O Tribunal Regional Federal da 3ª Região negou nesta sexta-feira (15) o pedido para suspender a decisão judicial que tirou do ar as rádios Clube AM e Itaipu FM no último dia 8 de setembro.
No entendimento do desembargador Luís Antonio Johonsom Di Salvo, a decisão de interromper a transmissão das rádios, da 2ª Vara Federal de Marília, com base no pedido do Ministério Público Federal, “está excelentemente fundamentada”.
De acordo com o desembargador , “os contratos firmados entre as agravantes (as rádios) e o Estúdio DM, cuja sócia gerente é filha do prefeito da cidade de Marília, envolvem aquisição de horário de programação ininterrupto e sucessivo”.

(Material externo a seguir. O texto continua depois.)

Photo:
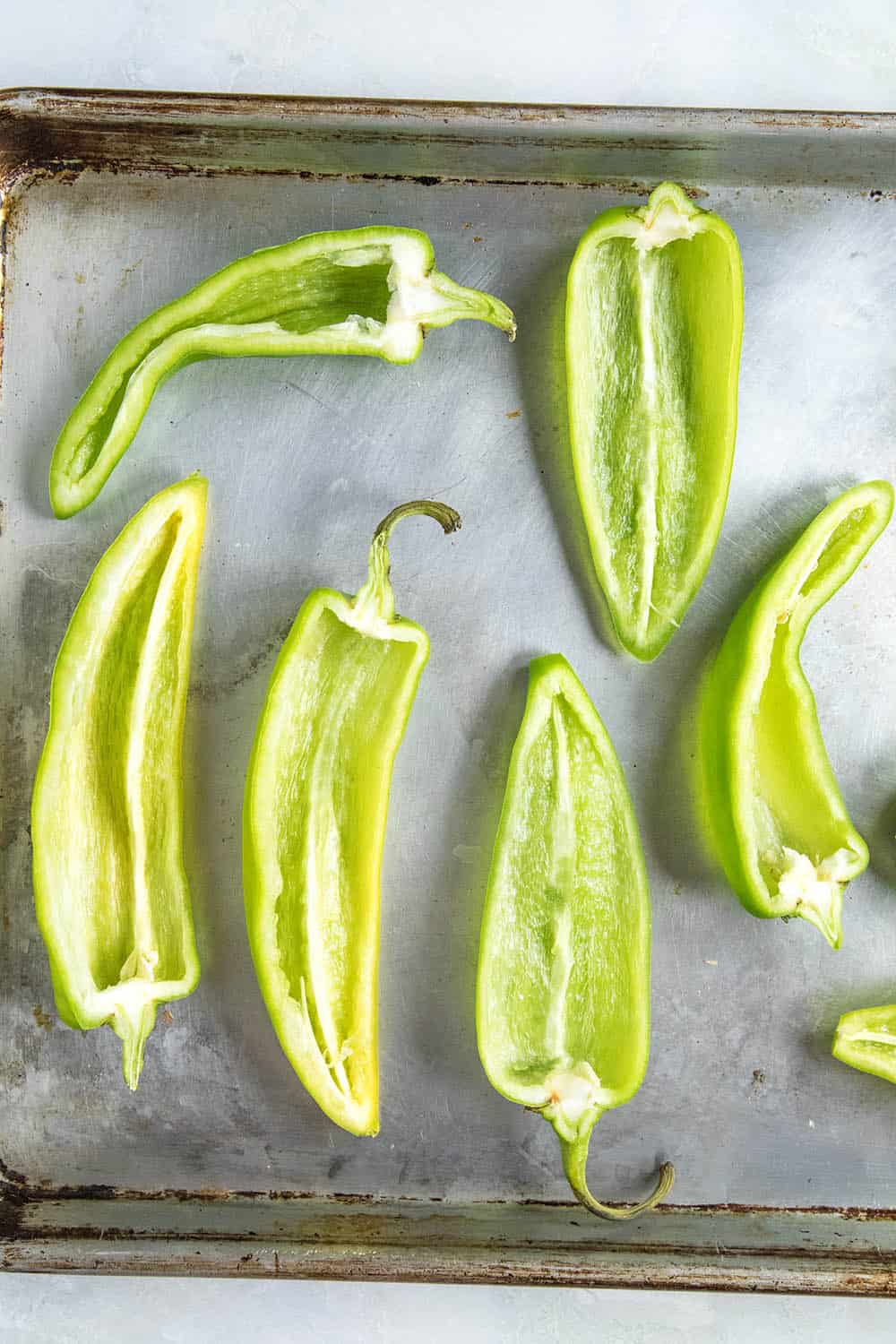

Para Di Salvo, “resta evidente, pois, que não se trata de mera ‘venda de horário comercial’ limitado a 25% da grade diária”. O caso, na verdade, seria um “trespasse ilegal e inconstitucional”.
O negócio entre as rádios e a empresa de Daniele Alonso, filha do prefeito de Marília, necessitaria de autorização do Governo Federal, o que não foi verificado.
A decisão de retirar as rádios do ar atendeu pedido do Ministério Público Federal em processo que investiga o suposto arrendamento ilegal das emissoras.
Em ação civil pública apresentada no final de julho, o MPF pede “a invalidação do serviço de radiodifusão sonora outorgado às rés Rádio Clube de Marília Ltda. (1090 Khz) e Rádio Itaipu de Marília Ltda. (99,7 MHz), com o encerramento das atividades ilícitas em Marília”.
O MPF também quer as rádios sejam fechadas definitivamente e que suas representantes, Luciana Gomes Ferreira e Camila Gomes Castro Ferreira Veltri Rodrigues, além das representantes da Estúdio D.M., empresa que comprou parte da programação, paguem R$ 288 mil de indenização à União.
“Instaurou-se perante a Procuradoria da República em Marília o Procedimento (…) com o objetivo de apurar irregularidades no suposto arrendamento envolvendo serviços de radiodifusão exercidos pela Rádio Clube de Marília Ltda. (1090 Khz) e Rádio Itaipu de Marília Ltda. (99,7 MHz). Oficiadas, as Rádio Clube e Rádio Itaipu prestaram informações e apresentaram cópias de dois Contratos Particulares de Produção e Execução de Programação de Rádio na Área de Jornalismo e Prestação de Serviços, ambos firmados pelas partes em 17/03/2017 e com vigência de 12 (doze) meses, por meio dos quais a prestação dos serviços de radiodifusão foi parcialmente arrendada para a empresa Estúdio D.M Ltda., pela cifra total de R$ 288.000,00 (duzentos e oitenta e oito mil reais). Assim, as informações prestadas pelas próprias Rádios-rés demonstraram que elas não prestam pessoalmente o serviço de radiodifusão sonora, transferindo ilegalmente a execução do serviço ao Estúdio D.M Ltda. que, curiosamente, possui sede no mesmo imóvel no qual estão sediadas as Rádios-rés, o que permite concluir que o arrendamento, apesar de formalmente parcial, na prática é total”, diz o MPF na ação.
Em fevereiro, quando o negócio entre Daniele e as rádios veio ao conhecimento do público, o Marília Notícia entrevistou a empresária.
Na ocasião, ela disse que as rádios não foram arrendadas. O que houve, afirmou ela, “foi a compra dos horários da programação”.
Daniele disse ainda na época que se tratou de uma oportunidade de negócio e que qualquer empresário poderia ter feito o mesmo. “O que as pessoas precisam entender é que a Daniele é uma coisa, empresária, não tem nada a ver com o prefeito (…). Na verdade, a escolha pela a gente [para assumir a programação das rádios] é pela transparência, pelo trabalho”.
Ela disse ainda que o grupo de comunicação controlado por sua família estava trabalhado “com muita transparência para não misturar Prefeitura com rádio”.
Nos últimos dias, também veio à tona a notícia de que o Ministério Público abriu inquérito civil para investigar se a Prefeitura de Marília fez propaganda irregular nas rádios.